122. The United Kingdom is committed to implementing Article 66.2 of the TRIPS Agreement. Having submitted our full Annual Report to the Council, this delegation would like to provide this Council with an insight into one of the many projects undertaken by the United Kingdom.
123. The Zoonoses and Emerging Livestock Systems Project (ZELS) is a joint multistakeholder research initiative between the UK Biotechnology and Biological Sciences Research Council; Defence Science and Technology Laboratory; Foreign, Commonwealth, and Development Office; Economic and Social Sciences Research Council; Medical Research Council, and Natural Environment Research Council. The project focuses on two elements: 1) reducing the impact of zoonoses, that is, a disease that has jumped from an animal to a human, on people from low socio-economic groups and their livestock by generating new knowledge and evidence that enables the mitigation of risks from zoonotic disease; and 2) forging mutually beneficial inter- and multi-disciplinary partnerships between researchers in the UK and developing countries and enhance the scientific capabilities of southern partners for the longer term.
124. Behavioural adaptations in live poultry trading and farming systems and zoonoses control in Bangladesh (BALZAC) is one of 11 programmes funded under ZELS. The trade in live birds provides smallholders with an important source of income and can provide a route out of poverty. However, it can also play a major role in the transmission of zoonotic pathogens, such as avian influenza viruses. The scientific evidence to inform the selection of risk-based and cost-effective prevention and control options for major zoonotic diseases which contributes to decreasing the likelihood of occurrence, prevents their transmission to humans, and reduces their impact on human health. In the face of disease outbreaks in poultry, farmers and traders worry about economic loss.
125. They may change practices in order to reduce such loss, altering the structure of the trade networks.

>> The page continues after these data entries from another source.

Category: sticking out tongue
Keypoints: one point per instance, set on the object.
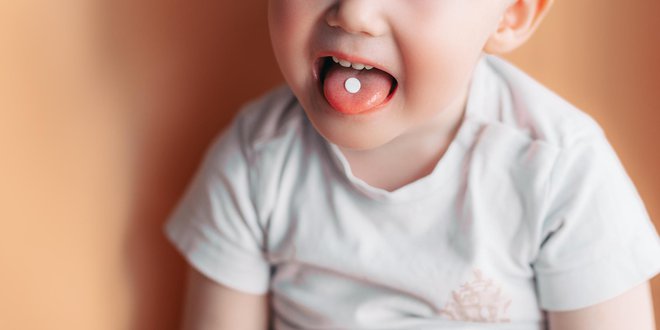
(350, 97)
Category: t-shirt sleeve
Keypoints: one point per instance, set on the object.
(215, 225)
(597, 239)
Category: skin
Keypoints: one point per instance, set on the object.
(431, 47)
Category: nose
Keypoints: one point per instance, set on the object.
(358, 17)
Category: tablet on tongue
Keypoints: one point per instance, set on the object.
(374, 87)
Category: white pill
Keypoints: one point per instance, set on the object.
(352, 85)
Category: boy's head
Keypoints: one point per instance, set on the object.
(423, 53)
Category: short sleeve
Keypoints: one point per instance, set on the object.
(215, 224)
(597, 238)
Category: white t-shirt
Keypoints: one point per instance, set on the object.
(528, 210)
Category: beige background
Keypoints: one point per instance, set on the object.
(106, 108)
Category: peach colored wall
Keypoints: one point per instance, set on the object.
(106, 108)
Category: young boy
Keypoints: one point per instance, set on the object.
(405, 178)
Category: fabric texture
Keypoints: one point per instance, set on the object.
(528, 210)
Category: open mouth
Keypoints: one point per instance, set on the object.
(353, 88)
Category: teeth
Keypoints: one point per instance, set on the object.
(347, 64)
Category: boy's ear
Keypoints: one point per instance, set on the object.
(517, 24)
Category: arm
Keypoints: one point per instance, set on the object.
(210, 305)
(631, 310)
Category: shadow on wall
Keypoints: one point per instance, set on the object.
(184, 68)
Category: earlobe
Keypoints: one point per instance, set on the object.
(517, 24)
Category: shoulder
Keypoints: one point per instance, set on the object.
(534, 111)
(269, 121)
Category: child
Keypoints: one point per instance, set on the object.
(405, 178)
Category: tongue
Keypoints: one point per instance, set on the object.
(375, 86)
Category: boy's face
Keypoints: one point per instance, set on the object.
(429, 47)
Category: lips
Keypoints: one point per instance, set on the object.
(377, 86)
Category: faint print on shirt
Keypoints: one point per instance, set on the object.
(480, 300)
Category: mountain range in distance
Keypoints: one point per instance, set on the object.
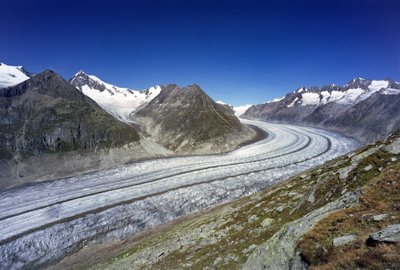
(54, 128)
(45, 116)
(366, 110)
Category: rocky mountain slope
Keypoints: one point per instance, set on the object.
(187, 120)
(182, 119)
(285, 226)
(12, 75)
(118, 101)
(364, 109)
(50, 129)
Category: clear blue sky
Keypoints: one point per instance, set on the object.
(237, 51)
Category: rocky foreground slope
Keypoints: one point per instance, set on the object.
(343, 214)
(364, 109)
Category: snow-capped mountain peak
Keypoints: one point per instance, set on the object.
(355, 91)
(118, 101)
(12, 75)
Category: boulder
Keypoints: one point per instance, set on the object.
(391, 234)
(343, 240)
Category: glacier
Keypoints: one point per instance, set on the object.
(43, 222)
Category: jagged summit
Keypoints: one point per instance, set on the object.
(361, 108)
(184, 119)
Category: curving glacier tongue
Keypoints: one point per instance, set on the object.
(43, 223)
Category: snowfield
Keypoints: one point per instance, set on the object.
(42, 223)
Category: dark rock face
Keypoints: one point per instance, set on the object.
(366, 119)
(183, 119)
(46, 114)
(81, 78)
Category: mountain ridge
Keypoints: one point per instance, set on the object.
(339, 108)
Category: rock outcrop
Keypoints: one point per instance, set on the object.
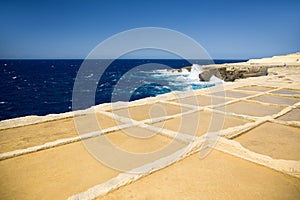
(251, 68)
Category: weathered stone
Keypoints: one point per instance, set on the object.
(205, 75)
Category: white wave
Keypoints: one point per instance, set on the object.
(195, 71)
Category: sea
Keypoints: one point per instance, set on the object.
(41, 87)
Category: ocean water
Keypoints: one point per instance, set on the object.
(40, 87)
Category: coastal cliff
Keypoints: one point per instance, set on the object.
(251, 68)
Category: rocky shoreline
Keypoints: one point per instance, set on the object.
(251, 68)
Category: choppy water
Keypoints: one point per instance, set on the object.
(40, 87)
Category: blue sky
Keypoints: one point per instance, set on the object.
(71, 29)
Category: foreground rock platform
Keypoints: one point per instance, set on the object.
(255, 154)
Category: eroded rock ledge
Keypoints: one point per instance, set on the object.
(251, 68)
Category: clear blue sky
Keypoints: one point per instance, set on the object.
(71, 29)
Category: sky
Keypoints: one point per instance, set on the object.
(72, 29)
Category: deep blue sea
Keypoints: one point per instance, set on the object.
(40, 87)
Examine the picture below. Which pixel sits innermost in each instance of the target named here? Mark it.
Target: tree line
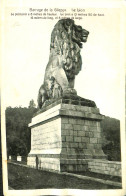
(18, 134)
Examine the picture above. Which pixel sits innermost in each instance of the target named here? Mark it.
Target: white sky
(26, 55)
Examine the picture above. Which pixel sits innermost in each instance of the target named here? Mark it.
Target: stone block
(77, 139)
(72, 121)
(85, 139)
(82, 145)
(75, 133)
(90, 146)
(68, 126)
(77, 127)
(73, 145)
(97, 134)
(70, 132)
(63, 138)
(65, 120)
(81, 133)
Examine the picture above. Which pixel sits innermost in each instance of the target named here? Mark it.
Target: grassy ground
(100, 176)
(20, 177)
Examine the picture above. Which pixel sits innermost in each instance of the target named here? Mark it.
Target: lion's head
(66, 41)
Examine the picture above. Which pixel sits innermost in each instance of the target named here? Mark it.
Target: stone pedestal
(64, 137)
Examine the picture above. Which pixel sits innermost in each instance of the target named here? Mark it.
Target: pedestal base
(64, 137)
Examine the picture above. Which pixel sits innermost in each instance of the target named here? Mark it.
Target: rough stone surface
(64, 62)
(71, 136)
(105, 167)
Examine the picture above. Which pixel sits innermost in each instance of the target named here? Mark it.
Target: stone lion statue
(64, 61)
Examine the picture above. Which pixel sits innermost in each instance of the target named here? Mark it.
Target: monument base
(64, 137)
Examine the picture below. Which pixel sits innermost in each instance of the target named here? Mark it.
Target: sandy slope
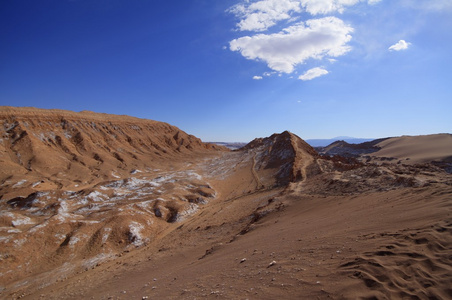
(390, 244)
(417, 149)
(177, 218)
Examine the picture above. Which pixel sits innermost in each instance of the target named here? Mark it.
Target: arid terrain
(97, 206)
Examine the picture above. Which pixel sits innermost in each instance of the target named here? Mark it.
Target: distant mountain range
(326, 142)
(312, 142)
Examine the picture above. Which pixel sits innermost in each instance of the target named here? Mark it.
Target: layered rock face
(63, 149)
(284, 157)
(80, 188)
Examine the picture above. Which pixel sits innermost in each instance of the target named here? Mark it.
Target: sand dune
(114, 207)
(417, 149)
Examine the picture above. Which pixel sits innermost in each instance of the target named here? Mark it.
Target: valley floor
(283, 244)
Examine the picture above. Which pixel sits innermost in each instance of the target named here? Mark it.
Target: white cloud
(260, 15)
(263, 14)
(400, 45)
(313, 39)
(313, 73)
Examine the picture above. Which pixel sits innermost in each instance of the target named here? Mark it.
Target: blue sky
(228, 70)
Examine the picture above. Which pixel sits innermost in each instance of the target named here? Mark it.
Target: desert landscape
(98, 206)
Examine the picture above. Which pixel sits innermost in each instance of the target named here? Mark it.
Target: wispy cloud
(400, 45)
(324, 37)
(316, 38)
(313, 73)
(263, 14)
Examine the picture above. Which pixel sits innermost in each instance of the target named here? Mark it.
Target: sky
(234, 70)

These changes may, in turn, modify the way disease spreads, and even prolong and strengthen the epidemic. This four-year project studies the behaviour of people working in the Bangladeshi poultry farming and trading system. It aims to identify the socio-economic, cultural, and epidemiological factors that shape the structure of live bird trade networks in Bangladesh, and the types of changes in the network structure which could facilitate the emergence of zoonotic pathogens and influence their maintenance and dissemination.
126. Based on this understanding of the underlying system behaviour, BALZAC seeks to develop control and surveillance strategies tailored to the evolving characteristics of live bird trade networks. Employing an inter-disciplinary perspective, the project would involve a combination of traditional ethnographic techniques, such as observations and semi-structured interviews, innovative techniques using methods developed in experimental economics, biological sampling from both humans and poultry, and the development of joint epidemiological and socioeconomic models.
127. The structure of the network shaped by the movements of live bird traders influences the potential of a pathogen to invade the poultry population, the scale of the epidemic, and the level of human exposure. Avian influenza viruses, and in particular H5N1, would be used as a model to study the traders' and farmers' responses to disease risk. The approaches we would adopt in this research would produce both specific local knowledge and more general knowledge which would be useful for understanding influenza outbreaks and even some aspects of other animal and human infectious disease outbreaks and pandemics in other parts of the world. The United Kingdom is happy to discuss its projects in more detail with Members as appropriate, and we are looking forward to the workshop on this important topic to take place next year.